Ministry of Works and Housing
- In office 24 December 2021 – 13 July 2022
- Succeeded by: Honourable Umar Ibrahim El-Yakub

Personal details
- Born: 7 September 1959 (age 66) Jalingo, Taraba State, Nigeria
- Party: All Progressive Congress (2014-present)
- Alma mater: Ahmadu Bello University Zaria
- Website: jajisambo.com

= Mu'azu Jaji Sambo =

Nigerian politician

Mu’azu Jaji Sambo FNIOB, MCORBON, MNIM, CON, is the former Minister of Transportation of the Federal Republic of Nigeria appointed by President Muhammadu Buhari on 6 July 2022. He was earlier appointed as the Minister of State for Works and Housing in 2021 before he was moved by the President to the Ministry of Transportation.

==Early life and education==
Mu'azu Jaji Sambo was born in 1959 in Jalingo, Taraba State.

Sambo attended Ahmadu Bello University, Zaria, where he studied building.

==Career==
In 1984, Sambo began his working career with the Nigerian Ports Authority (NPA), and rose to become Senior Civil Engineer. Later he was a manager at Savannah Bank of Nigeria. He moved to Allied Bank of Nigeria, NICON Insurance Corporation and finally became general manager, Lagos Zone, National Inland Waterways Authority; he retired in 2019.

==Political trajectory==
Sambo was a member of the All Nigeria Peoples Party in Taraba State.
Sambo was appointed Minister of State by the President, Commander-In-Chief of the Armed Forces of the Federal Republic of Nigeria, His Excellency Muhammadu Buhari, GCFR on 24 December 2021 and posted to the Federal Ministry of Works and Housing. On 6 July 2022, he was reassigned to the Ministry of Transportation as the Minister of Transportation.
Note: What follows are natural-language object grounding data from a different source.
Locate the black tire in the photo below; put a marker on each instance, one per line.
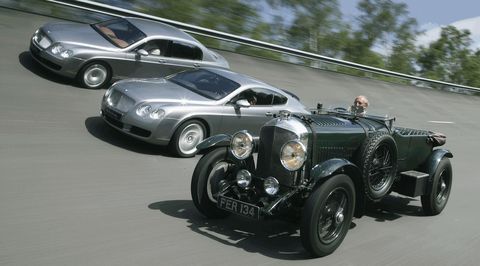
(186, 138)
(440, 186)
(94, 75)
(205, 182)
(327, 215)
(378, 164)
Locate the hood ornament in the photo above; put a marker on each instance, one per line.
(284, 114)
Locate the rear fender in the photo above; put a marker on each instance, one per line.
(326, 169)
(431, 164)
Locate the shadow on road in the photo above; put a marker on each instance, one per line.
(27, 61)
(276, 239)
(272, 238)
(99, 129)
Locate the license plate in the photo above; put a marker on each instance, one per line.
(238, 207)
(112, 114)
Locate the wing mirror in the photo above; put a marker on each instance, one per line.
(142, 52)
(242, 103)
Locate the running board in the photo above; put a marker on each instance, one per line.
(412, 183)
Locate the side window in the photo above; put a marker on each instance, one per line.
(156, 47)
(261, 97)
(185, 51)
(279, 99)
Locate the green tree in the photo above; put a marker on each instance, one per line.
(382, 22)
(450, 58)
(316, 26)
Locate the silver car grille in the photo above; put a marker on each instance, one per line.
(120, 101)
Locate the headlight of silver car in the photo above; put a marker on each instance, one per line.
(292, 155)
(147, 110)
(241, 145)
(59, 49)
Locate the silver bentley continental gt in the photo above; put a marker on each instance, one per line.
(95, 54)
(184, 108)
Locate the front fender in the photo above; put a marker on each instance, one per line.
(220, 140)
(434, 159)
(327, 168)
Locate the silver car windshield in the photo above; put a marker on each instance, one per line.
(120, 32)
(205, 83)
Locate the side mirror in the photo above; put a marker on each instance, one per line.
(242, 103)
(142, 52)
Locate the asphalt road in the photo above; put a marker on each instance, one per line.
(75, 192)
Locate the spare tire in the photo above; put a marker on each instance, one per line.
(378, 164)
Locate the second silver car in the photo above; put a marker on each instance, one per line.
(185, 108)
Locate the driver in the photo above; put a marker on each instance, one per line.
(360, 104)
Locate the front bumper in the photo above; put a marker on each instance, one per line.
(67, 67)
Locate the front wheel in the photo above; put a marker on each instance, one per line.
(187, 137)
(327, 215)
(212, 168)
(94, 75)
(434, 202)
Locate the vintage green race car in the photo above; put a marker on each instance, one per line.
(323, 168)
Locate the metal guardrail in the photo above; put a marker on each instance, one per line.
(121, 12)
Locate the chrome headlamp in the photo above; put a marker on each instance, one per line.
(244, 178)
(58, 49)
(241, 145)
(271, 185)
(145, 110)
(293, 155)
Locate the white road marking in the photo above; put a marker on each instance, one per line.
(441, 122)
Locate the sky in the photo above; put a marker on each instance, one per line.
(431, 15)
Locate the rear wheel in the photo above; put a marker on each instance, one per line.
(435, 201)
(187, 137)
(94, 75)
(327, 215)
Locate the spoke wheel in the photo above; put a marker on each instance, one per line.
(332, 217)
(440, 186)
(327, 215)
(210, 172)
(378, 161)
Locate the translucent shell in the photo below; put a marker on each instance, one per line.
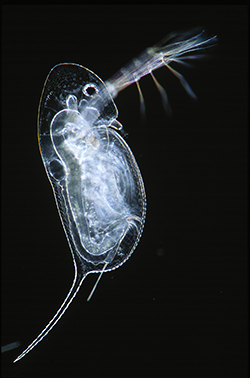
(96, 181)
(97, 184)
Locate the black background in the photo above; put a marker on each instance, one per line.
(177, 308)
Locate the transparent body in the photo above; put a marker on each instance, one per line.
(98, 187)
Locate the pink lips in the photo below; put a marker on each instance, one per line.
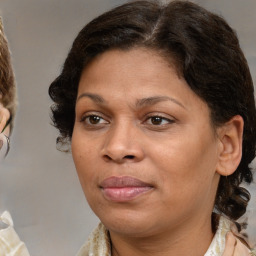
(122, 189)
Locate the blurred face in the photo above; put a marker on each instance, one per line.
(143, 144)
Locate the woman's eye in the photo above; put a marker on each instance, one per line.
(158, 120)
(94, 120)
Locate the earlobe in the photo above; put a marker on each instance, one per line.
(4, 117)
(230, 150)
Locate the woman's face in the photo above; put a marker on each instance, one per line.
(143, 145)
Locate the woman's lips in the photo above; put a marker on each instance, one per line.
(122, 189)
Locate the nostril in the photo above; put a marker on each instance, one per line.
(129, 157)
(107, 157)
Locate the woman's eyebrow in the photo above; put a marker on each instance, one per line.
(94, 97)
(156, 99)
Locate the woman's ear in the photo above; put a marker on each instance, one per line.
(230, 151)
(4, 117)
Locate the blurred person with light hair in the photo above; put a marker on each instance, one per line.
(10, 243)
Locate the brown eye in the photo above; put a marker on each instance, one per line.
(156, 120)
(94, 119)
(159, 120)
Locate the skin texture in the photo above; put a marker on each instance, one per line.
(126, 126)
(234, 247)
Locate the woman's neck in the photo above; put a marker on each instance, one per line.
(191, 239)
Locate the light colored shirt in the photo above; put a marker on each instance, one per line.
(10, 243)
(98, 243)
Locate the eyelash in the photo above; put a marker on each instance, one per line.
(88, 121)
(161, 119)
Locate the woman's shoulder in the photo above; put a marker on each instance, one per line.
(10, 243)
(98, 243)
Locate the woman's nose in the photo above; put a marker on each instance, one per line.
(123, 144)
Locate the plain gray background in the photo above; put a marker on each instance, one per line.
(38, 184)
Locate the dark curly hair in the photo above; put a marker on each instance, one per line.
(206, 52)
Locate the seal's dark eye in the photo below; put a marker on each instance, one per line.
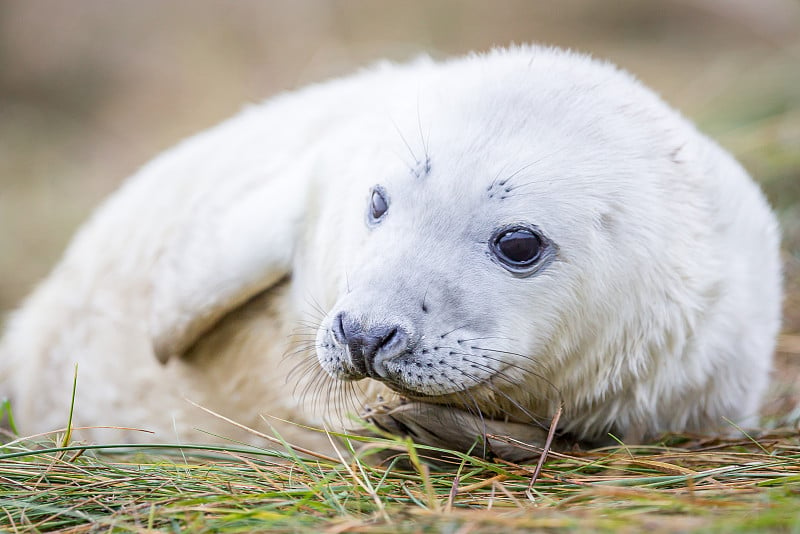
(377, 205)
(517, 247)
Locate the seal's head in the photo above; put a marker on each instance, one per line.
(553, 240)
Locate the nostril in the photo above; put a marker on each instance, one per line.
(337, 328)
(390, 339)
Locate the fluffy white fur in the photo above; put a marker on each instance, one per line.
(659, 311)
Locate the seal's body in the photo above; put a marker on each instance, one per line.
(498, 234)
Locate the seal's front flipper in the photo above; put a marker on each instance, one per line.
(456, 429)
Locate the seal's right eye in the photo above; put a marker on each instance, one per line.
(378, 205)
(521, 249)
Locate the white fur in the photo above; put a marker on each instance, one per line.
(659, 313)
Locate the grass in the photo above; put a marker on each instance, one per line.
(681, 484)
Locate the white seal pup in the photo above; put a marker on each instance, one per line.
(490, 237)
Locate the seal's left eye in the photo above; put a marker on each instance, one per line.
(378, 205)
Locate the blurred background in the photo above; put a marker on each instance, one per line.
(92, 89)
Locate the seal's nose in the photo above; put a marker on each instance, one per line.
(369, 346)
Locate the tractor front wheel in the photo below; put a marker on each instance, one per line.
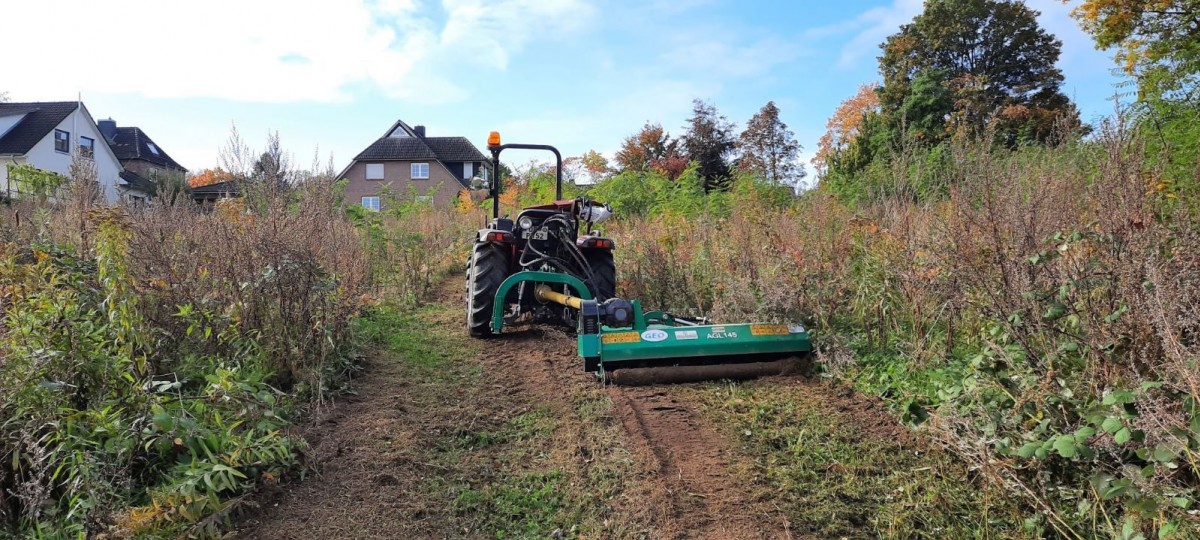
(487, 269)
(604, 274)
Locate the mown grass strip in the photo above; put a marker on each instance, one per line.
(503, 465)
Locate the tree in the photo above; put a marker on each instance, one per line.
(709, 142)
(769, 149)
(651, 149)
(845, 125)
(209, 177)
(1156, 41)
(595, 165)
(995, 61)
(273, 167)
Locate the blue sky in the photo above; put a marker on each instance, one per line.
(331, 76)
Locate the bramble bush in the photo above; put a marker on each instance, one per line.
(1036, 312)
(153, 360)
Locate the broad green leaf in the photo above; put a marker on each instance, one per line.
(1065, 445)
(1027, 450)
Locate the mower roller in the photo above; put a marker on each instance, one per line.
(550, 265)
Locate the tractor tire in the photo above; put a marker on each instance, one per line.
(604, 274)
(486, 270)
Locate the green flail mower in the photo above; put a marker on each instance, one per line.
(551, 265)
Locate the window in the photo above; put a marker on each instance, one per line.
(61, 142)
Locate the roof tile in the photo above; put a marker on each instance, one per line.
(41, 118)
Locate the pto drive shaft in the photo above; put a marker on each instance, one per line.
(547, 295)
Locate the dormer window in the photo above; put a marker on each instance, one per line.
(61, 142)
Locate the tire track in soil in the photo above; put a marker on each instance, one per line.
(366, 451)
(690, 492)
(705, 498)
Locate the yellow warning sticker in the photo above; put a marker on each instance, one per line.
(622, 337)
(768, 329)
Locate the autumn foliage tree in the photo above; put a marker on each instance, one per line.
(1157, 41)
(769, 149)
(209, 177)
(995, 61)
(846, 124)
(651, 149)
(709, 142)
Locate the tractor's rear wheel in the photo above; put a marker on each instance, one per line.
(604, 274)
(487, 269)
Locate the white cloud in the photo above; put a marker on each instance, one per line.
(267, 51)
(870, 28)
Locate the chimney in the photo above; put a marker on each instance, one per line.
(107, 129)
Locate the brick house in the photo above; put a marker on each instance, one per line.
(406, 161)
(143, 161)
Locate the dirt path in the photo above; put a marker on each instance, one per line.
(702, 497)
(513, 437)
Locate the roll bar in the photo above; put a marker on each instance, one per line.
(495, 191)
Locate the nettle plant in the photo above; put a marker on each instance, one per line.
(102, 430)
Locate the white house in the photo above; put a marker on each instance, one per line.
(48, 136)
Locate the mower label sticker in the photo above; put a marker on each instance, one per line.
(622, 337)
(687, 335)
(768, 329)
(720, 334)
(654, 335)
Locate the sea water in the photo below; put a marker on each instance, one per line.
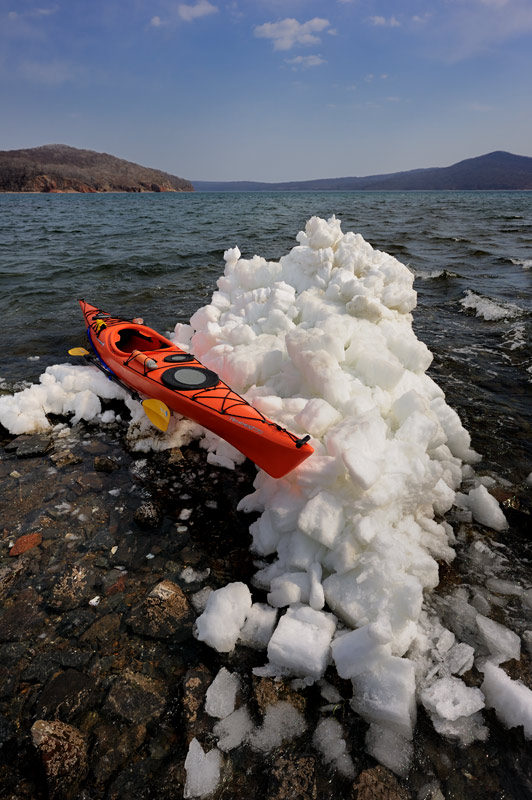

In the run-up to the 2023 general elections, he was appointed as the Taraba State Coordinator of the Tinubu-Shettima Presidential Campaign Council. which saw the emergence of President Bola Ahmed Tinubu as the President, Commander-in-Chief of the Armed Forces of the Federal Republic of Nigeria.

==Awards and honours==
In May 2023, he conferred the National Honour of Commander of the Order of the Niger by President Muhammadu Buhari.